Por quê?
Fanatismo, intolerância religiosa, racismo e preconceito. Como entender o delírio que levou norueguês a matar mais de 70 de pessoas em 1 dia
Gisele Brito e Kátia Mello
redacao@folhauniversal.com.br
A Noruega tem o maior Índice de Desenvolvimento Humano do mundo: 0.938, em uma escala que vai de 0 a 1. Tem, de acordo com dados da Organização das Nações Unidas (ONU), índices de criminalidade baixíssimos. Em 2010, foram 34 roubos para cada 100 mil habitantes e 6 homicídios para cada 1 milhão. O país tem sediado organizações não governamentais e associações importantes na construção de mecanismos para estabelecer a paz mundial e reduzir os índices de violência globais, tais como a Iniciativa Norueguesa sobre Transferências de Armas Leves (Nisat, da sigla em inglês).

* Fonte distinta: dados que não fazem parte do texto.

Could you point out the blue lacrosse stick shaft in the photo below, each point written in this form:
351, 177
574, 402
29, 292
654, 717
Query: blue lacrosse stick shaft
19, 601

Foi em Oslo, capital deste país considerado pacífico, que, às 15h20 da sexta-feira (22), um carro-bomba explodiu em frente ao prédio de 17 andares onde funciona o gabinete do primeiro-ministro do governo Jens Stoltenberg. Oito pessoas morreram e dezenas ficaram feridas. Foi o suficiente para que toda força policial e de emergência da capital, uma cidade com pouco mais de 500 mil habitantes, fosse direcionada para o local a fim de tentar evitar mais explosões, encontrar os responsáveis e ajudar os feridos.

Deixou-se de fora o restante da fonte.